The UK government has agreed to an independent review of so called “bulk collection” — aka mass surveillance — powers in proposed new surveillance legislation, one of the most controversial elements of the Investigatory Powers bill which is currently before parliament. It’s aiming to get the bill onto the statute books before the end of this year.
Bulk powers set out in the IP bill include a provision for ‘bulk equipment interference‘ — aka mass hacking — allowing the security and intelligence agencies to compromise multiple devices/services as part of their investigations.
A further provision relating to state hacking capabilities set out in a Code of Practice associated with the draft bill notes that communications service providers may be required to maintain a “technical capability” to enable their users’ data to be intercepted — including having user data harvested in bulk — a scenario that human rights group Privacy International described to TechCrunch as “the worst form of backdoor“.
The bulk powers review was one of the concessions called for by the opposition Labour Party’s Shadow Home Secretary, Andy Burnham, in April when the party abstained on a vote on the legislation. Burnham said substantial changes were needed before the party would consider supporting the bill.
Speaking about the latest developments in parliament yesterday, Burnham described Home Secretary Theresa May agreeing to an independent review of the case for bulk powers as “a major concession” and “something which will build trust in this process”.
He also said May’s letter clarified that state agencies cannot use surveillance powers to monitor legitimate trade union activity — another key concern for Labour.
Independent terrorism reviewer returns
The planned bulk powers review, due to report this summer, will be led by QC David Anderson — who previously played a key role for the government as it was drafting the IP bill, as its independent terrorism legislation reviewer.
In his letter to the Home Secretary back in April, Labour’s Burnham described it as “imperative” an independent review of bulk powers be set up, writing: “I would be open to a discussion about the various forms this independent review could take but it is imperative that we get it up and running. I will consider carefully the nature and extent of the bulk powers in this Bill in light of the review.”
Yesterday in parliament he said he was “pleased” the government had agreed to a review and approached Anderson to lead it. “We, on this side of the House, strongly welcome that development and we believe in the end it will build trust and support behind her Bill,” he added.

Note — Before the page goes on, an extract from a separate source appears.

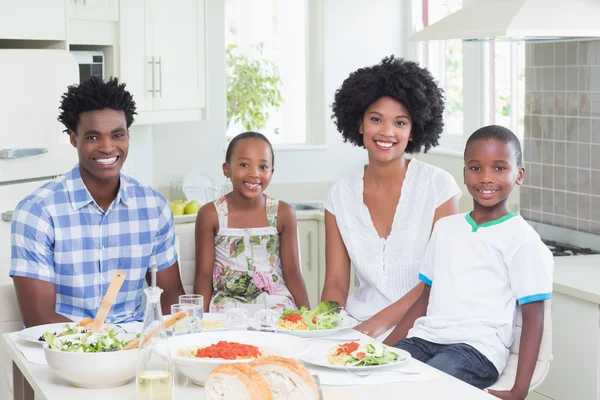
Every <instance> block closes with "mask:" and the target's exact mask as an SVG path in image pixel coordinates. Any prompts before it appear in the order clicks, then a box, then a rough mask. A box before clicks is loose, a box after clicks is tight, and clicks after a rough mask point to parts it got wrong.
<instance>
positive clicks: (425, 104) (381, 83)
mask: <svg viewBox="0 0 600 400" xmlns="http://www.w3.org/2000/svg"><path fill="white" fill-rule="evenodd" d="M382 97H391V98H393V99H395V100H396V101H398V102H400V103H401V104H402V105H403V106H404V107H406V109H407V110H408V112H409V113H410V117H411V121H412V130H411V135H412V139H413V140H411V141H410V142H408V145H407V146H406V150H405V152H406V153H418V152H419V151H421V149H422V148H423V149H424V152H425V153H426V152H427V150H429V149H430V148H432V147H435V146H437V145H438V139H439V138H440V134H441V133H442V131H443V129H444V121H443V117H444V95H443V91H442V90H441V89H440V88H439V87H438V85H437V82H436V81H435V79H434V78H433V76H432V75H431V73H430V72H429V71H428V70H427V69H425V68H421V67H419V65H418V64H417V63H415V62H412V61H405V60H404V59H402V58H394V56H393V55H392V56H391V57H386V58H384V59H383V60H382V61H381V63H379V64H377V65H374V66H372V67H367V68H360V69H359V70H357V71H355V72H353V73H351V74H350V76H349V77H348V78H347V79H346V80H345V81H344V83H342V86H341V87H340V88H339V89H338V90H337V91H336V93H335V99H334V102H333V104H332V110H333V115H332V116H331V118H332V119H334V120H335V124H336V126H337V129H338V131H339V132H340V133H341V134H342V136H343V137H344V142H350V143H352V144H354V145H355V146H361V147H365V144H364V141H363V135H361V134H360V133H359V127H360V124H361V122H362V119H363V117H364V114H365V112H366V111H367V108H369V106H370V105H371V104H373V103H374V102H376V101H377V100H379V99H380V98H382Z"/></svg>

“There are other areas in which we wish to see significant movement and we will continue to work in a constructive spirit to achieve it. But this letter shows that the Home Secretary is listening and that bodes well for the rest of this Bill’s passage.”
A flagship recommendation from Anderson’s earlier report on this area of legislation was that government ministers should hand intercept warrant sign offs to the judiciary — a suggested change only partially reflected in the bill before parliament now, which has a so called ‘double lock’ sign off mechanism, involving both judiciary and senior ministers (although it also allows for the Home Secretary to solely authorize so called ’emergency warrants’ which are then retrospectively reviewed by a judge).
Anderson also considered bulk powers in his prior report which was generally supportive of security agencies being able to use the controversial capability — leading to criticism of the review by civil rights groups.
Liberty for example, which is challenging the legality of bulk collection/mass interception in the European Court of Human Rights, criticized the earlier report for offering only six Agency case studies as justification for bulk collection — arguing that this “vague and limited information” was not substantial enough to assess security outcomes had other more targeted surveillance methods been used.
That said, Anderson’s prior support for bulk powers was predicated upon there also being “strict additional safeguards” in the associated legislation — including: judicial authorization; tighter operational/mission definitions of the purposes for which bulk data is being sought; and bulk warrants being typically targeted at the communications of people believed to be outside the UK at the time of the sought for communications.
So it remains to be see whether Anderson will judge the IP bill includes enough of these safeguards to justify continued state used of mass interception powers. Since his prior report, multiple parliamentary committees have scrutinized the draft bill and been critical of its overly broad powers, a lack of clarity and not enough privacy safeguards.
It is also not clear whether the bulk powers review will include the IP bill’s web logging proposals — aka the Internet Connection Records (ISCs) that ISPs will be required to record and retain for 12 months, creating records of all the websites and services accessed by their users for the past year. A Home Office spokesman declined to specify whether ISCs will be included in Anderson’s forthcoming review.
Logging the digital activity of every UK citizen ‘just in case’ sounds very much like a bulk capability that sorely needs reviewing for proportionality so let’s hope so. Update: Burnham’s spokesman has now confirmed the review will not include ISCs but only focus on capabilities badged as “bulk” in the bill. So that’s a missed opportunity then.
In a statement a spokesman for the Home Office added: “The Home Secretary has always been clear she will listen to the constructive views of politicians from all sides of the House to ensure the passage of this important Bill. The Government will be bringing forward amendments at Report Stage.”
At the European level, EU mass surveillance legislation was overturned by the European Court of Justice, back in April 2014, which judged such bulk intercept powers as contravening fundamental privacy and human rights.